We must assume that $\mu$ and $\nu$ are bounded on bounded sets. Moreover, if $p \neq q$, we must require $E$ to be bounded.
By corollary 4.2.2 of Bogachev's Measure Theory, we know that $C_c^{\infty}(\mathbb{R}^N)$ is dense in $L^{\max(p,q)}(\mathbb{R}^N, \mu+\nu)$. Then we can pick a sequence $(\phi_n)_n \subset C_c^{\infty}(\mathbb{R}^N)$ which converges to $1_E$ in this space. Then it is straightforward to show that for any $f \in L^1(\mathbb{R}^N,\mu+\nu)$, we have:
\begin{align*} \int |f| \; d(\mu+\nu) = \int |f| \; d\mu + \int |f| \; d\nu \ \geq \int |f| \; d\mu \end{align*}
From this we conclude that $\phi_n \rightarrow 1_E$ in both $L^{\max(p,q)}(\mathbb{R}^N,\mu)$ and $L^{\max(p,q)}(\mathbb{R}^N,\nu)$.

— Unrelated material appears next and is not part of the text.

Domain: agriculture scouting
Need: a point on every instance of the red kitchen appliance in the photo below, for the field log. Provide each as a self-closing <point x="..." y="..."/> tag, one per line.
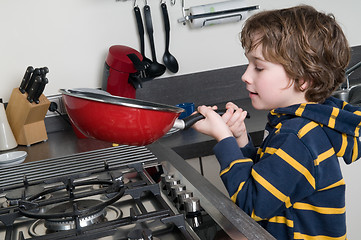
<point x="120" y="74"/>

If $p = q$, we are done. Otherwise, pick some $R>0$ such that $E \subset B(0,R)$. Then pick a function $v \in C_c^{\infty}(\mathbb{R}^N)$ such that $v = 1$ on $B(0,R)$ and $v=0$ outside of $B(0,2R)$. By inclusions of $L^p$ spaces on sets of finite measure, we can compute that:
\begin{align*} \int_{\mathbb{R}^N} |v \phi_n - 1_E|^q d\mu &= \int_{B(0,R)} |\phi_n - 1_E|^q d\mu + \int_{B(0,2R) \backslash B(0,R)} |v\phi_n|^q d\mu \\ &\leq \int_{B(0,2R)} |\phi_n - 1_E|^q d\mu \\ &\leq C \int_{B(0,2R)} |\phi_n - 1_E|^{\max(p,q)} d\mu \\ &\leq C \int_{\mathbb{R}^N} |\phi_n - 1_E|^{\max(p,q)} d\mu \end{align*}
Thus we conclude that $v\phi_n \rightarrow 1_E$ in $L^q(\mu)$, and similarly for $L^p(\nu)$.